Monitor the Output: The script will display the video feed with overlays showing the number of visitors entering and exiting the booth. The counts will update in real-time based on the detections which will trigger once subject cross the line zone we've setup in the middle of the frame.

Understanding the User-Defined Callback Function

The app_callback function is a critical part of the booth visitor counter application. This function is executed whenever data is available from the GStreamer pipeline, processing the data to detect and count visitors. Here’s an overview from main sections of the function:

1. Triggering the line zone:

      detections = sv.Detections(
            xyxy=boxes, 
            confidence=confidence, 
            class_id=class_id,
            tracker_id=tracker_id)
    line_zone.trigger(detections)

The detection data is packaged into an sv.Detections object, which is then passed to the line_zone.trigger method. This method determines whether the detected objects have crossed the defined line, updating the in and out counts accordingly.

2. Updating the Text Overlay:

     textoverlay_top = app.pipeline.get_by_name("hailo_text_top")
    textoverlay_bottom = app.pipeline.get_by_name("hailo_text_bottom")
    textoverlay_top.set_property('text', f'\u2190 IN: {line_zone.in_count} \u2190')
    textoverlay_bottom.set_property('text', f'\u2192 OUT: {line_zone.out_count} \u2192')
    textoverlay_top.set_property('font-desc', 'Monospace 25')
    textoverlay_bottom.set_property('font-desc', 'Monospace 25')

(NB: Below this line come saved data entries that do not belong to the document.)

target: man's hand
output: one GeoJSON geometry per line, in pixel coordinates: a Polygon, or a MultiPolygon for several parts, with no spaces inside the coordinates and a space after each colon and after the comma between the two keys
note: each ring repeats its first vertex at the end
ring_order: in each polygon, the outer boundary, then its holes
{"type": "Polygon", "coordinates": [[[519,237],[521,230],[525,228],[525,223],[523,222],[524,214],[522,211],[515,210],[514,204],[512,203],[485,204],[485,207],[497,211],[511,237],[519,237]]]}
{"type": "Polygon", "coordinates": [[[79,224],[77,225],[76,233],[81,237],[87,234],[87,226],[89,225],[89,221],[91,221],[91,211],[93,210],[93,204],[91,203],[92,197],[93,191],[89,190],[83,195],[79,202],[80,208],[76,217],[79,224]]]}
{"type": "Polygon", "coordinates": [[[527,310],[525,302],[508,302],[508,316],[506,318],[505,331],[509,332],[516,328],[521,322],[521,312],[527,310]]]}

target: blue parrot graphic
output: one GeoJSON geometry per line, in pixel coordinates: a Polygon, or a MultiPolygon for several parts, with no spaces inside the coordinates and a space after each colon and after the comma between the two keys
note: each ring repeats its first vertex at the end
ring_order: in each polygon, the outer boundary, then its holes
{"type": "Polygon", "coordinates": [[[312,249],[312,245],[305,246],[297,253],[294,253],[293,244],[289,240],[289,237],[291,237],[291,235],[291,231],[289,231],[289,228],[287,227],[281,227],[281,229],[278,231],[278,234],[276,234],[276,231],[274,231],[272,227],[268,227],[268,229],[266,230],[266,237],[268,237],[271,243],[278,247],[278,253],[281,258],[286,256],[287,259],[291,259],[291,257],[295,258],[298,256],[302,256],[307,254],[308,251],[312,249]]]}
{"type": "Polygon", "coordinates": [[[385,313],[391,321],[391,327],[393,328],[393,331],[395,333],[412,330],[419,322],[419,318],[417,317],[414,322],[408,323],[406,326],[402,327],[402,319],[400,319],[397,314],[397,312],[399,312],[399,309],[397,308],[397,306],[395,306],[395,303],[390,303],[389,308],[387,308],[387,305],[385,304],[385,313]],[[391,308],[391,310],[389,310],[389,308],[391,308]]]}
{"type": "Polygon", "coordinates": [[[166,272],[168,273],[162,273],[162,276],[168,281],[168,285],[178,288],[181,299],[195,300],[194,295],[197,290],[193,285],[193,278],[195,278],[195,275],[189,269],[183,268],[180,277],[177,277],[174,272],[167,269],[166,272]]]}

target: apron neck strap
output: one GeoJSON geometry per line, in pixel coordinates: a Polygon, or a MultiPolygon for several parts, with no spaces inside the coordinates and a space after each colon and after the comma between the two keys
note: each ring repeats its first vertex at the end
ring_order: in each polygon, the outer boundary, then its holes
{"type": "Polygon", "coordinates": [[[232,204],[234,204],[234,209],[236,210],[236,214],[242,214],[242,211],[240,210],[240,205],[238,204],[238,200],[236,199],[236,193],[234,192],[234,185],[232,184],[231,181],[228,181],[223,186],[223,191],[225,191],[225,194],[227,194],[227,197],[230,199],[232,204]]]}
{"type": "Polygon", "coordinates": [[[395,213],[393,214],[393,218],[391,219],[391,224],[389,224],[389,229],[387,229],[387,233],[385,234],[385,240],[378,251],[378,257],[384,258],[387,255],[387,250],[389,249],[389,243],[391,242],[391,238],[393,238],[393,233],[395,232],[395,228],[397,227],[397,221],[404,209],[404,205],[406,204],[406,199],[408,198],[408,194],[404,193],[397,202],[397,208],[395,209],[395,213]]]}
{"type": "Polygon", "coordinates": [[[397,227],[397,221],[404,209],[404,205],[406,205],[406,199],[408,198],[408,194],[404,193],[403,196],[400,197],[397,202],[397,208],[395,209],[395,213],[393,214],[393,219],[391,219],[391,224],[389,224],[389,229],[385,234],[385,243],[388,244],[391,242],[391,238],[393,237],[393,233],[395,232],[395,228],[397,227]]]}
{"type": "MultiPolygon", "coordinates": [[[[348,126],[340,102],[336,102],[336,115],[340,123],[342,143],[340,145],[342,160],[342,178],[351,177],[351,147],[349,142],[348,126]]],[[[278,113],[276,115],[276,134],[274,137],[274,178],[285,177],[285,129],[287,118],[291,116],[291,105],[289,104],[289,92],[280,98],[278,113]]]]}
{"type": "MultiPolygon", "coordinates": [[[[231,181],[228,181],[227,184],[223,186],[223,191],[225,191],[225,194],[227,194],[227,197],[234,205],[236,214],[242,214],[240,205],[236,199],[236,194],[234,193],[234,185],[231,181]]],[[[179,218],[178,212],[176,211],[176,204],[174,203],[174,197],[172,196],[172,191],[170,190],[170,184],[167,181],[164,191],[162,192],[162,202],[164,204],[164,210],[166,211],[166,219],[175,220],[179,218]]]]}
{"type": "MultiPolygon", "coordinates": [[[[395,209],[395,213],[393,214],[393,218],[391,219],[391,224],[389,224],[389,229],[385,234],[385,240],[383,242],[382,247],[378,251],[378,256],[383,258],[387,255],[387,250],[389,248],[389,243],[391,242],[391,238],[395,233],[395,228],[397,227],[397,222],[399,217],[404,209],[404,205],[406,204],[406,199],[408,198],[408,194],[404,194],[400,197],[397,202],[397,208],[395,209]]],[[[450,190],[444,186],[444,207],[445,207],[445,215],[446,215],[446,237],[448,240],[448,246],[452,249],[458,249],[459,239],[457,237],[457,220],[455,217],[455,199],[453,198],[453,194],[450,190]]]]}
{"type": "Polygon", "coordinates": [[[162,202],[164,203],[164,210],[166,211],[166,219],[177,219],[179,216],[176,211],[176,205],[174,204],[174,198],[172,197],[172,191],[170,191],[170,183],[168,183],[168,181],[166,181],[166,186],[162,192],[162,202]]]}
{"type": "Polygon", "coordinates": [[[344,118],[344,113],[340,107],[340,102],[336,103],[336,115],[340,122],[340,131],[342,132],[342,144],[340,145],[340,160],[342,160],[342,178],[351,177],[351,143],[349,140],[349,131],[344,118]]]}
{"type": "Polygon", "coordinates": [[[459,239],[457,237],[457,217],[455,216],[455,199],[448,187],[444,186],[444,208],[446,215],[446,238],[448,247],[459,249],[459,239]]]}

The function retrieves the text overlay elements from the pipeline and updates them with the current in and out counts. The arrows (\u2190 for left and \u2192 for right) visually indicate the direction of movement, while the font size is set for readability.

3. Main functions:

Defining start and end points:
START = sv.Point(340, 0)
END = sv.Point(340, 640)

Here, two points are defined using the sv.Point class, which marks the start and end of a line within the video frame:

  • START = sv.Point(340, 0): This defines the starting point of the line at the coordinates (340, 0). This means the line starts 340 pixels from the left edge of the video frame, at the very top (0 pixels down).
  • END = sv.Point(340, 640): This defines the ending point of the line at the coordinates (340, 640). The line ends 340 pixels from the left edge and at the bottom of the frame (640 pixels down).

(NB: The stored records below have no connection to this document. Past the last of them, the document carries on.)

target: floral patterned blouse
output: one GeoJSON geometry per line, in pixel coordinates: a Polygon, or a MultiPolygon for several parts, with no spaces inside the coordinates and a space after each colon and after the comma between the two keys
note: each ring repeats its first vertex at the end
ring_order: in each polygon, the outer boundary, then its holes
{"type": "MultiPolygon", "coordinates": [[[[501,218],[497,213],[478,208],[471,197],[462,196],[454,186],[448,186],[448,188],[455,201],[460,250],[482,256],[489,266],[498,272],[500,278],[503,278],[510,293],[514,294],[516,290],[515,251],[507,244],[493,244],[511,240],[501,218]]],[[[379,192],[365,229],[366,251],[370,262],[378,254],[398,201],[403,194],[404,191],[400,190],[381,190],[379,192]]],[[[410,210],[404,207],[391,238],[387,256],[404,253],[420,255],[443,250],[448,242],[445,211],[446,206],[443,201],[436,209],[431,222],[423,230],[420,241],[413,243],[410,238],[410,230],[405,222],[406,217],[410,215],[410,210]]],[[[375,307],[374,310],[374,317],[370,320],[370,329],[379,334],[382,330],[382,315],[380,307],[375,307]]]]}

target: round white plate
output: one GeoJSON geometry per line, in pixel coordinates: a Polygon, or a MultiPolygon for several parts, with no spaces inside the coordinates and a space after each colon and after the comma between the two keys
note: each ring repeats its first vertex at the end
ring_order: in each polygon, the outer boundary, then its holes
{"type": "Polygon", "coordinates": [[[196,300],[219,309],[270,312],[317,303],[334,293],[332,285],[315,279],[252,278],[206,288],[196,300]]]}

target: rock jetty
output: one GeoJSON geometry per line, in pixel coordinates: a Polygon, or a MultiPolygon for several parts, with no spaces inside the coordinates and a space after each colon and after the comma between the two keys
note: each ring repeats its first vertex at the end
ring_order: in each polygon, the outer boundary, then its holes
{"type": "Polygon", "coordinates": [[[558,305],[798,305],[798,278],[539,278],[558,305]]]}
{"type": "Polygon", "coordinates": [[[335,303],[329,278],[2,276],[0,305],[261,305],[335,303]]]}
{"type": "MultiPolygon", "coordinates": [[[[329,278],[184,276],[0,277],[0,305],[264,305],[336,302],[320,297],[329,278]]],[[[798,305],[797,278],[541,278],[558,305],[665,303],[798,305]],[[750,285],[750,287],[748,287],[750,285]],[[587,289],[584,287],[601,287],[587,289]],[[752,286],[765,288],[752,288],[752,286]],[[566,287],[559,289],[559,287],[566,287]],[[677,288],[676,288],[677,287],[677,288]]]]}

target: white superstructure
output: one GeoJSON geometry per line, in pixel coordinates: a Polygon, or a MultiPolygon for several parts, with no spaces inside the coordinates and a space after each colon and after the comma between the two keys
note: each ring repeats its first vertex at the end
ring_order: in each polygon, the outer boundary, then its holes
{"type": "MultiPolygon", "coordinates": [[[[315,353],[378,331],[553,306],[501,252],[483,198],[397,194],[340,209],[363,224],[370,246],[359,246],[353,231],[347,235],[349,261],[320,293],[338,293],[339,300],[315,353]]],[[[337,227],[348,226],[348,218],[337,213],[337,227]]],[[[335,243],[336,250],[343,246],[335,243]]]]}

The line effectively runs vertically from top to bottom at the 340-pixel mark across the entire height of the frame.

Creating the line zone:

line_zone = sv.LineZone(start=START, end=END, triggering_anchors=(sv.Position.CENTER,sv.Position.CENTER_RIGHT, sv.Position.CENTER_LEFT))

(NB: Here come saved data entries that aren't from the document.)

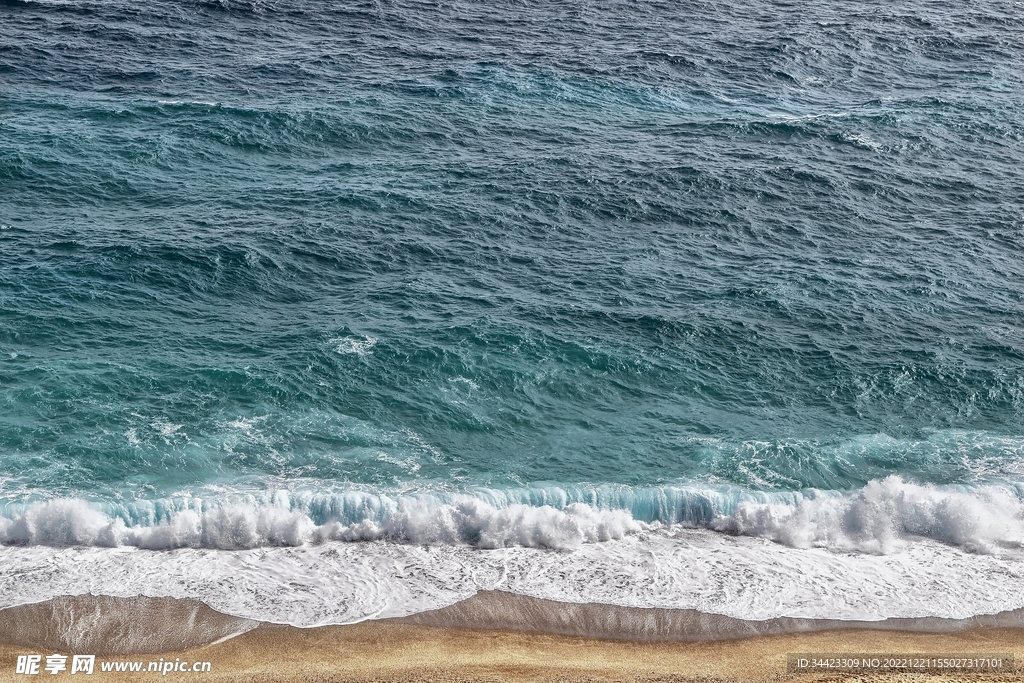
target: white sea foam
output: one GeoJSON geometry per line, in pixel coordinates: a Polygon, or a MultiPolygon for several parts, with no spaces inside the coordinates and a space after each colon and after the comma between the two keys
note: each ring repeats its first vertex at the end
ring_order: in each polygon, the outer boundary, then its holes
{"type": "Polygon", "coordinates": [[[312,626],[500,589],[744,619],[965,618],[1024,607],[1022,520],[1013,486],[897,477],[846,494],[775,496],[222,492],[216,503],[116,511],[58,499],[0,515],[0,607],[83,592],[166,596],[312,626]],[[707,528],[693,528],[700,520],[707,528]]]}
{"type": "Polygon", "coordinates": [[[157,100],[157,104],[164,105],[199,105],[203,107],[219,107],[220,102],[211,102],[209,100],[157,100]]]}
{"type": "Polygon", "coordinates": [[[896,552],[922,538],[983,554],[1024,547],[1019,487],[938,487],[896,476],[847,493],[698,487],[208,493],[131,505],[77,499],[8,504],[0,513],[0,543],[227,550],[387,540],[576,548],[683,526],[794,548],[875,554],[896,552]]]}
{"type": "Polygon", "coordinates": [[[497,508],[470,496],[453,502],[433,497],[385,500],[378,516],[350,523],[332,519],[317,525],[305,512],[289,509],[286,498],[279,498],[264,505],[186,508],[159,523],[129,527],[84,500],[58,499],[32,504],[13,517],[0,517],[0,542],[231,550],[385,539],[481,548],[574,548],[622,538],[643,526],[624,510],[598,510],[582,503],[556,509],[523,504],[497,508]]]}
{"type": "Polygon", "coordinates": [[[210,550],[10,546],[0,607],[63,594],[194,598],[296,626],[436,609],[477,590],[743,619],[965,618],[1024,607],[1024,565],[921,541],[889,555],[662,529],[572,551],[373,541],[210,550]]]}
{"type": "Polygon", "coordinates": [[[401,538],[412,543],[452,545],[469,541],[481,548],[575,548],[583,543],[620,539],[641,528],[624,510],[596,510],[583,503],[561,510],[550,505],[522,504],[495,508],[467,497],[440,506],[405,504],[381,521],[368,519],[349,525],[331,522],[317,529],[317,534],[342,541],[401,538]]]}
{"type": "Polygon", "coordinates": [[[740,501],[709,525],[796,548],[888,553],[917,537],[991,553],[1024,544],[1024,504],[1015,490],[921,486],[890,476],[846,495],[799,502],[740,501]]]}
{"type": "Polygon", "coordinates": [[[329,339],[327,343],[334,345],[335,353],[352,354],[364,358],[373,353],[377,339],[374,337],[337,337],[329,339]]]}

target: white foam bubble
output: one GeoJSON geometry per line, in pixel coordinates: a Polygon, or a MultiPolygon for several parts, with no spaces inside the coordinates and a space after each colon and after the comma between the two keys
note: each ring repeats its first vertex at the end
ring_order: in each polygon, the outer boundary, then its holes
{"type": "Polygon", "coordinates": [[[0,517],[0,542],[33,545],[117,545],[120,520],[112,520],[82,500],[36,503],[19,516],[0,517]]]}
{"type": "Polygon", "coordinates": [[[317,525],[306,512],[292,509],[283,493],[261,504],[227,502],[204,508],[201,501],[191,501],[156,524],[129,527],[84,500],[58,499],[0,517],[0,543],[230,550],[387,539],[482,548],[573,548],[622,538],[643,526],[624,510],[598,510],[582,503],[563,509],[523,504],[499,508],[468,495],[451,502],[433,496],[368,502],[381,508],[377,516],[317,525]]]}
{"type": "Polygon", "coordinates": [[[221,106],[221,104],[219,102],[210,102],[208,100],[157,100],[156,102],[157,102],[157,104],[172,105],[172,106],[178,106],[178,105],[200,105],[200,106],[204,106],[204,107],[219,107],[219,106],[221,106]]]}
{"type": "Polygon", "coordinates": [[[975,553],[1024,547],[1019,487],[938,487],[895,476],[846,493],[540,487],[389,495],[358,490],[246,493],[211,487],[203,497],[182,494],[162,501],[97,506],[57,499],[5,507],[0,543],[52,546],[246,549],[388,540],[575,548],[682,525],[795,548],[877,554],[922,538],[975,553]]]}
{"type": "Polygon", "coordinates": [[[1024,607],[1024,506],[1009,484],[889,477],[844,494],[698,499],[628,487],[220,495],[137,502],[131,524],[128,508],[107,514],[83,500],[8,504],[0,606],[141,594],[300,626],[402,616],[478,589],[745,619],[1024,607]],[[609,501],[681,523],[638,521],[609,501]],[[700,520],[707,528],[693,528],[700,520]]]}
{"type": "Polygon", "coordinates": [[[940,488],[890,476],[844,495],[808,492],[795,504],[740,501],[710,527],[797,548],[889,553],[924,537],[995,553],[1024,544],[1024,503],[1008,487],[940,488]]]}
{"type": "Polygon", "coordinates": [[[337,337],[327,340],[327,343],[334,345],[335,353],[352,354],[363,358],[373,353],[377,339],[374,337],[337,337]]]}
{"type": "Polygon", "coordinates": [[[0,607],[83,593],[194,598],[296,626],[405,616],[480,589],[743,619],[966,618],[1024,607],[1019,560],[927,540],[872,555],[675,528],[558,551],[372,541],[164,552],[13,546],[3,556],[0,607]]]}
{"type": "Polygon", "coordinates": [[[496,508],[466,496],[443,505],[429,499],[410,499],[379,521],[328,523],[318,529],[318,534],[320,538],[343,541],[393,538],[412,543],[471,543],[481,548],[575,548],[623,538],[641,528],[624,510],[596,510],[582,503],[561,510],[550,505],[522,504],[496,508]]]}

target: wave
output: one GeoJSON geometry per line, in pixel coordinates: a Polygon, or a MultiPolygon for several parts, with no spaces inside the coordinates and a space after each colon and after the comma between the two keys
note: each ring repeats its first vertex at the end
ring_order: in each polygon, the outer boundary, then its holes
{"type": "Polygon", "coordinates": [[[889,553],[922,537],[991,553],[1024,545],[1024,504],[1016,486],[955,489],[890,476],[841,496],[810,492],[795,505],[742,501],[709,526],[798,548],[889,553]]]}
{"type": "Polygon", "coordinates": [[[153,525],[127,526],[80,499],[34,503],[12,518],[0,518],[0,542],[28,545],[122,545],[146,549],[298,546],[324,541],[390,539],[406,543],[480,548],[508,546],[572,548],[620,539],[640,531],[625,510],[599,510],[582,503],[496,508],[464,497],[453,503],[403,499],[378,518],[316,524],[301,510],[243,503],[185,509],[153,525]]]}
{"type": "Polygon", "coordinates": [[[394,496],[277,491],[130,506],[61,498],[8,504],[0,515],[0,543],[246,549],[383,540],[571,549],[674,526],[794,548],[886,554],[926,538],[999,553],[1024,546],[1024,491],[1009,483],[940,487],[890,476],[849,492],[627,486],[394,496]]]}
{"type": "Polygon", "coordinates": [[[572,552],[378,541],[162,552],[22,545],[3,557],[0,607],[144,595],[295,626],[408,616],[481,590],[745,620],[963,619],[1024,608],[1024,575],[1007,557],[927,540],[890,555],[807,551],[681,527],[572,552]]]}

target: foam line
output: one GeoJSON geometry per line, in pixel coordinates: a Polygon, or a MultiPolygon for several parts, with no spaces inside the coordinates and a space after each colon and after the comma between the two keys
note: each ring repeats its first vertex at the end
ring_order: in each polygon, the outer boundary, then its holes
{"type": "Polygon", "coordinates": [[[1024,546],[1019,485],[938,487],[896,476],[849,492],[626,486],[406,495],[278,491],[131,506],[53,499],[2,509],[0,542],[55,547],[234,550],[384,540],[567,549],[673,526],[875,554],[915,538],[976,553],[1024,546]]]}
{"type": "Polygon", "coordinates": [[[954,633],[979,626],[1022,628],[1024,610],[966,619],[917,617],[864,621],[775,617],[752,620],[694,609],[576,604],[504,591],[480,591],[454,605],[394,621],[423,626],[527,631],[611,640],[693,642],[841,629],[954,633]]]}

The sv.LineZone class is used to create a line zone that will monitor this vertical line for crossings.

  • start=START and end=END: These parameters define the exact location of the line within the frame, using the points defined earlier.
  • triggering_anchors=(sv.Position.CENTER, sv.Position.CENTER_RIGHT, sv.Position.CENTER_RIGHT): These anchors specify which parts of the detected objects must cross the line for it to be considered a "trigger." In this case, the line zone is configured to trigger when the center of the object or the center-right portion of the object crosses the line.

Conclusion

This tutorial provides a robust foundation for creating a booth visitor counter using the Raspberry Pi 5, Hailo8L accelerator, and YOLO-based models. You can further customize the application by adjusting detection thresholds, adding new models, or integrating additional features such as cloud-based analytics or notifications.